Why do some millionaires feel broke?

A recent CNBC survey found 31% of US millionaires don’t consider themselves wealthy. 

Everything in life is relative, I guess. You may have a million dollars at your disposal, but if you’re comparing yourself to a neighbour with a bigger house and a posher car, such “upward social comparisons” make you feel relatively less well off. 

Dr Joe Gladstone and Dr Silvia Bellezza dug into this issue this month in a new paper in the Journal of Marketing Research. The focus was on what people do when they feel “subjective poverty” (feeling poor, regardless of actual income). The results are fascinating.

When higher earners feel subjective poverty, they increase their spending. Bank transaction data shows that not only do they spend more, but they spend more on status-signalling brands like Apple or Louis Vuitton. They buy things which bolster their self-esteem. When lower earners feel subjective poverty, they tighten their belts.

 

The psychology behind the spending

The authors cite compensatory control theory (Kay et al. 2008) to explain their findings. This suggests that people who face a lack of personal control regain a sense of order by taking a linked action. So “feeling poor” threatens your sense of control. The wealthy buy their way back to feeling in control, lower earners have the same feeling, but exhibit the opposite behaviour.

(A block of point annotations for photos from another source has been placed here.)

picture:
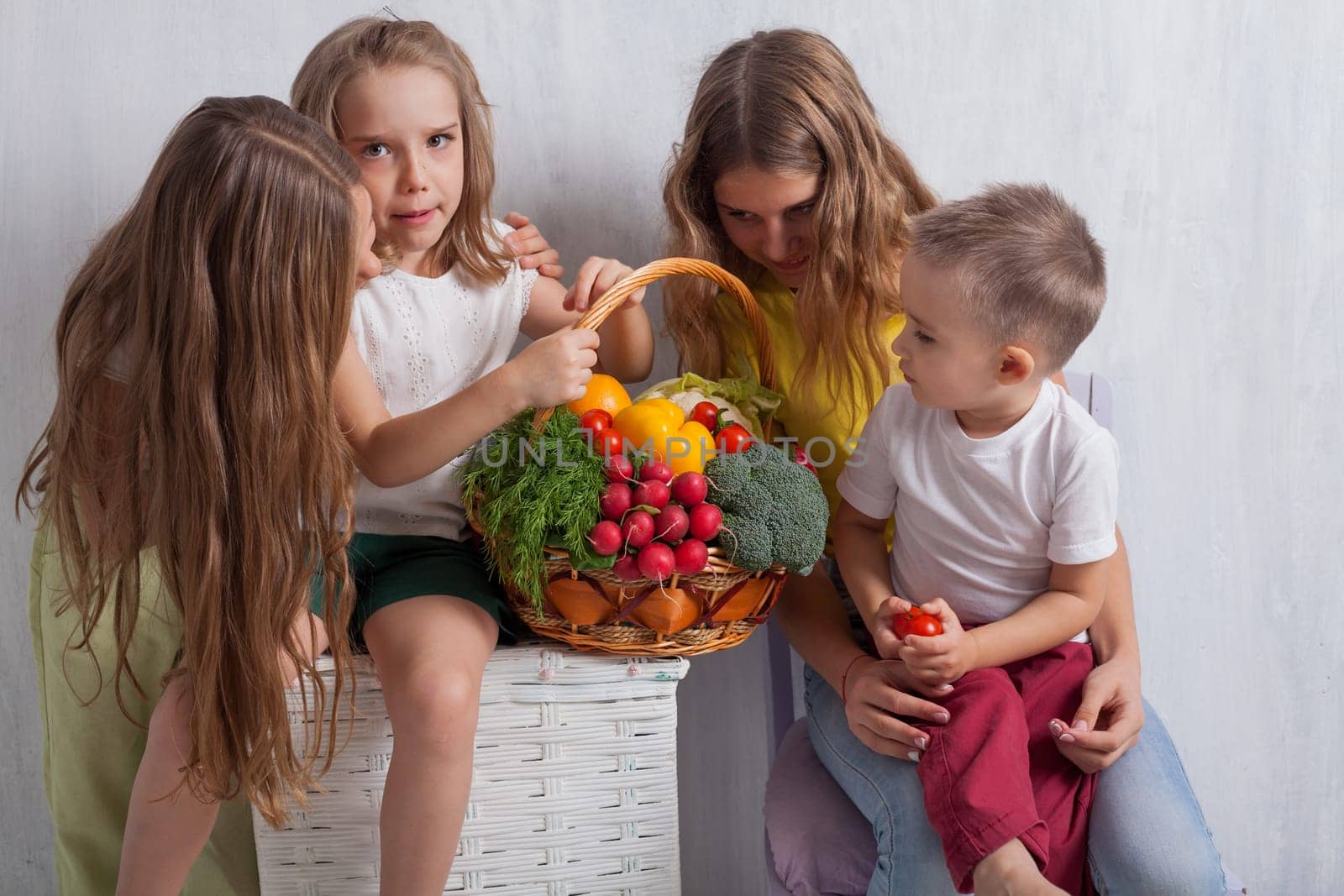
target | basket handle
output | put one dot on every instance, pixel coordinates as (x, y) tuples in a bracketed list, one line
[(615, 297)]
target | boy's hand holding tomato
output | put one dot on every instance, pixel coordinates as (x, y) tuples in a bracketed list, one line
[(940, 660)]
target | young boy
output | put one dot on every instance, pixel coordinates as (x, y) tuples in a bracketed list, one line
[(1003, 492)]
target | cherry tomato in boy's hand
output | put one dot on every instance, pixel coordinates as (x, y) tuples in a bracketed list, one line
[(596, 421), (916, 621), (609, 443), (706, 414), (732, 438)]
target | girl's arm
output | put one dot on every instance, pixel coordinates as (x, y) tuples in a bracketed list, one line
[(531, 250), (1110, 714), (396, 450), (627, 336)]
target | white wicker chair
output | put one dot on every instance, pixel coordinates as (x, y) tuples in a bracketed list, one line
[(573, 785)]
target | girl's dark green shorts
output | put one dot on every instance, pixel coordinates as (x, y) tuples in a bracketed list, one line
[(396, 567)]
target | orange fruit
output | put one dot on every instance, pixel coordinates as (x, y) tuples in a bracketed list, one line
[(604, 392)]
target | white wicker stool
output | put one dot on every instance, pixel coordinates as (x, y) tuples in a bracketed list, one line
[(573, 786)]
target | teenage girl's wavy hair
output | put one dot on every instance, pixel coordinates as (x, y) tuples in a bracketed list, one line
[(221, 302), (370, 43), (788, 101)]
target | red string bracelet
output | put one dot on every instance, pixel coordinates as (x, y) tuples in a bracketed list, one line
[(846, 676)]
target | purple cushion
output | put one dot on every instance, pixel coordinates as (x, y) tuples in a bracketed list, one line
[(822, 846)]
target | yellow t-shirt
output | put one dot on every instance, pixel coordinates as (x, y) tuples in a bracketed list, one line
[(808, 417)]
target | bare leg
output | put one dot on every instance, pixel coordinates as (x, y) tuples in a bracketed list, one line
[(430, 654), (1011, 871), (165, 835)]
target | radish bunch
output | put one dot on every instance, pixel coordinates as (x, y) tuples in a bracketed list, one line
[(658, 524)]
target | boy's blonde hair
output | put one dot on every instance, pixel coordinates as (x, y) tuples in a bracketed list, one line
[(370, 43), (221, 302), (1026, 265), (788, 101)]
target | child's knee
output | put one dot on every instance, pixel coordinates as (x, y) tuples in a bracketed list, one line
[(436, 705), (984, 687)]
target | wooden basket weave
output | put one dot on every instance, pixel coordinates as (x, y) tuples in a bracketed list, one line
[(732, 600)]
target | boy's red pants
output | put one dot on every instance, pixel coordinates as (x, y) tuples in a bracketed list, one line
[(992, 773)]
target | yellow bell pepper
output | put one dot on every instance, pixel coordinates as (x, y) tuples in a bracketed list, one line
[(647, 425), (690, 449)]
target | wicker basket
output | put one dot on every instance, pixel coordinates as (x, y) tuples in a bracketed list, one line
[(573, 783), (618, 616)]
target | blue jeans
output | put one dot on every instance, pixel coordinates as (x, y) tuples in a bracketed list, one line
[(1147, 833)]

The study is robust, and triangulates findings from five datasets across cultures. These cover rich countries (UK bank transactions and a USA panel survey), lower-income countries (Kenyan household diaries), as well as two online experiments where people were primed to feel subjectively poor, then make a decision.

 

Social comparison can be pernicious

It’s also backed up by a 2018 study, which used a decade of Canadian data to track what happens when someone in your neighbourhood wins the lottery. Lottery wins were associated with a significant increase in bankruptcy filings among close neighbours in the years that followed.

It seems that when your neighbour gets rich, you feel poor by comparison. The authors found evidence that bankrupt households were spending on visible assets (such as cars) that they just couldn’t afford. As they put it, “…when someone wins a big lottery prize, neighbours appear more likely to buy cars and remodel their houses to show that they can keep up—and go broke in the process.”

 

The power of an interesting question

I like these papers for two reasons. The first reason being that they were driven by a hunch. The patterns were hiding in plain sight, invisible until someone asked the right question — no algorithm would have gone looking for them. The second? They’re also a reminder of the delicious unpredictability of human behaviour. Long may that continue!